Les entreprises qui prendront efficacement le virage de la durabilité sont en effet celles qui :

Répondront efficacement aux nouvelles exigences du marché 

Les appels d’offres publics et privés intègrent par exemple de plus en plus de critères ESG, et les entreprises les plus vertueuses sur le sujet maximisent leurs chances de les remporter. 

Les talents sont également de plus en plus sensibles à l’engagement RSE des entreprises dans lesquelles ils travaillent. Les organisations qui se positionnent comme des exemples en matière de durabilité sont donc susceptibles d’attirer et de fidéliser les meilleurs candidats, et de mettre ainsi toutes les chances de succès de leur côté.

Tireront profit de nouvelles opportunités de marché

Les consommateurs sont de plus demandeurs de produits “verts” ou socialement responsables. En se plaçant en précurseurs sur ces segments de marché, les entreprises peuvent donc saisir des parts de marché significatives, et stimuler leur croissance commerciale à long terme.

Enfin, les acteurs financiers sont de plus en plus nombreux à allouer des financements spécifiques aux entreprises qui démontrent un engagement fort envers la durabilité.

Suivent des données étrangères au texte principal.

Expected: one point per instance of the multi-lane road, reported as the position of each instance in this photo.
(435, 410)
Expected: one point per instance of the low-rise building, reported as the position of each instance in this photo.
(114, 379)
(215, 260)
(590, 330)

En alignant leur stratégie d’affaires avec les principes ESG, les entreprises peuvent donc accéder à des conditions de financement plus favorables, et bénéficier ainsi d’un avantage compétitif crucial dans le financement de leur croissance et de leurs innovations durables.

Bref, la transition durable des entreprises est un véritable levier de création de valeur sur le long terme. Et la CSRD en est un outil stratégique.

Pour conclure, il est indéniable que la CSRD représente un poids pour les entreprises, qui se voient obligées de se lancer dans un processus de mise en conformité long et complexe. Mais elle leur ouvre aussi la voie vers une croissance responsable et durable, qui devient tout simplement incontournable dans le paysage économique actuel.